It's both, Jack thought. Just like everything these London survivors can do, it's both.
Rosemary waved them all over and shone her torch at a metal door in the wall behind the twins. “In there,” she said. “Down a spiral staircase to an old deep level shelter. They built it during the Second World War, and now it's found its use again.” She smiled at Jack and Emily.
“Does she know we're coming?” Emily asked.
“No. I never told her I was going for you. It was a secret, and…I didn't want to raise her hopes. It'll be a nice surprise.”
A nice surprise. It was the phrase Jack and his friends used for something amazing. He was certain it was going to be just that.
He and Emily went alone, the others remaining up on the platform to give them their moment. He glanced at Sparky as the metal door closed behind them, feeling awkward and embarrassed, but his friend beamed a smile and gave him a big thumbs-up.
Beyond the door was a small metal landing, then a staircase that spiralled down into the darkness. Its walls moved, flexing in the flickering light from candles placed on every third or fourth riser. Jack went first, and the candlelight moved even more.
He heard Emily descending behind him.
He was nervous, and scared, and his heart beat so fast that his vision seemed to throb.

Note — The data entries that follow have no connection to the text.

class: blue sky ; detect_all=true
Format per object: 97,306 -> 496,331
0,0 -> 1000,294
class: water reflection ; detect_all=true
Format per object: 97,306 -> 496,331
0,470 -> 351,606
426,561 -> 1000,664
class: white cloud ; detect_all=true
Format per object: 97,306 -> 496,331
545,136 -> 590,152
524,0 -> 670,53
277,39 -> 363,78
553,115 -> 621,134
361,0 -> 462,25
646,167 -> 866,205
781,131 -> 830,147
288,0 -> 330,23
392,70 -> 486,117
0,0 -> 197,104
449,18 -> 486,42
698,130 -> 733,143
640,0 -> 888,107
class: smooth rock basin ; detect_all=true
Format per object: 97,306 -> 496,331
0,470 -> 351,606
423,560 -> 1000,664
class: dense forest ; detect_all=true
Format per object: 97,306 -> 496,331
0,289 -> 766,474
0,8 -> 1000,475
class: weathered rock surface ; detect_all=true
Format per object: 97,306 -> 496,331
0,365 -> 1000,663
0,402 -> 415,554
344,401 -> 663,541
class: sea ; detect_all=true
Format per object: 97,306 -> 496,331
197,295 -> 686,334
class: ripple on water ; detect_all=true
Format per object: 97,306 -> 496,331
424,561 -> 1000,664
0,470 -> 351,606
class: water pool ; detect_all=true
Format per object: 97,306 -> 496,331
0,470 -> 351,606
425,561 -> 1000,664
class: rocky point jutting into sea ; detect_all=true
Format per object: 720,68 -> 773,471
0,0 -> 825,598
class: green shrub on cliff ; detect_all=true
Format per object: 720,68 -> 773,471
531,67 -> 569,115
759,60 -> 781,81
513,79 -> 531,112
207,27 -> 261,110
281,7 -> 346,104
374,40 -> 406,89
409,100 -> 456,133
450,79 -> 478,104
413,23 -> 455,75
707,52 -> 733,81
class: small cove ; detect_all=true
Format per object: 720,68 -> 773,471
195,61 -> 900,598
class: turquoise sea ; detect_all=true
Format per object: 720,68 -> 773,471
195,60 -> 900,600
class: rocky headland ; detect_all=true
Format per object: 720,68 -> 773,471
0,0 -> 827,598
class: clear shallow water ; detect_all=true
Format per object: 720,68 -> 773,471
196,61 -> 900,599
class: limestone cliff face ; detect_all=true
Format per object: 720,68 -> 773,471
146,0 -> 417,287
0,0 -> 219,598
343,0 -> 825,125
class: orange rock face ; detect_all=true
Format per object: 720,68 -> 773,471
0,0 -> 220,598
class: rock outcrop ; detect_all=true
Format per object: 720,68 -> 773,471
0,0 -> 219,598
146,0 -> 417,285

We're going to see Mum, he thought. In his memory she was always alive, but in his mind's eye he sometimes found her dead. This descent felt so surreal and unbelievable. He paused on the spiral staircase and breathed in deeply, and Emily did not ask why he had stopped. He heard her taking in a big breath as well.
The staircase ended, and Jack ducked through a narrow doorway. They were at the end of a very long room, twice the length of the platform up above. It had a similar vaulted brick ceiling and tiled walls. A generator hummed somewhere, and strings of light bulbs were suspended from the ceiling. There were three lines of beds, maybe fifteen in each line, and at the far end of the room, two curtained areas. Along one wall stood metal storage cabinets, desks and shelving, and two doors leading away into other rooms beyond.
About half of the beds were taken. Several people wandered from bed to bed, giving drinks, touching patients, and Jack spotted his mother immediately.
“There,” he said, grabbing Emily's arm and pointing.
“I see her,” his sister said, and her voice broke.
They watched their mother for a minute, remembering the way she moved, brushed her hair back from her forehead, and laughed, and then it was too much and Emily dashed forward, unable to call out through her tears.
The sobbing was enough. Jack saw their mother stiffen, her back to them, and her stillness told him that she already knew.
“Mum,” he said.
It was stranger than he'd ever thought it could be, because his mother had changed so much. She was thinner than before, her hair shorter, an ugly scar beside her nose, and though he knew it was impossible, her fingers seemed longer and more delicate. She had aged ten years in the two since they had parted.
But she was still their mother, and as she hugged them both and Jack smelled her familiar smells, he realised that this reunion must be even stranger for her. Emily had been seven when they'd come to London, now she was nine. The change in her was greater than all of them, and that showed in their mother's eyes as she kept pulling back and staring at her daughter.